In June, construction spending was off 0.6 percent.
Total new construction put in place in August stood at $442.5 billion at an annual rate and adjusted for seasonal factors, according to the data collected by the department's Census Bureau.
Compared with August 1989, new construction spending increased nearly 2 percent nationwide, the government said. Private economists were expecting a sharp decline for the month.
"During the first eight months of this year, $289.2 billion of new construction was put in place, 3 percent above the $280.8 billion for the same period in 1989," the Commerce Department said.
A 2 percent decline in private construction spending in August, led by a drop in new single-family home and apartment construction, was offset by a 6 percent increase in construction in the public sector.

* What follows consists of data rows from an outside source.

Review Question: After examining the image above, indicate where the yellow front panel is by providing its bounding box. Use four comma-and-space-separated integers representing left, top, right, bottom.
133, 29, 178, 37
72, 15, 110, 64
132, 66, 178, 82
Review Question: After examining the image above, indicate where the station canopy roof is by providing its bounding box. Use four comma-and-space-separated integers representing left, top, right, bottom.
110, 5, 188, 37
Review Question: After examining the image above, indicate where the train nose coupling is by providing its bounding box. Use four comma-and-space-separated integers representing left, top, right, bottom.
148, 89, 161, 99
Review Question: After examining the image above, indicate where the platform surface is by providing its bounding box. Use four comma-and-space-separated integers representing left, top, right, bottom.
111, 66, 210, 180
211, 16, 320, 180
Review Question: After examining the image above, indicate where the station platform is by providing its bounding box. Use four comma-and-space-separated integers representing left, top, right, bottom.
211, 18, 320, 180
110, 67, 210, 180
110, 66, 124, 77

Nonresidential private construction was also off in August, on declines in the building of factories, offices, hotels, motels and hospitals. But church and private school construction were on the increase.
In the public sector in August, construction spending increased on housing, industry, public schools, hospitals, streets and highways, sewers and water supply facilities, the government said. But spending held steady on military bases and conservation projects.
In July, private construction was up 1.3 percent and public construction tumbled nearly 2.7 percent.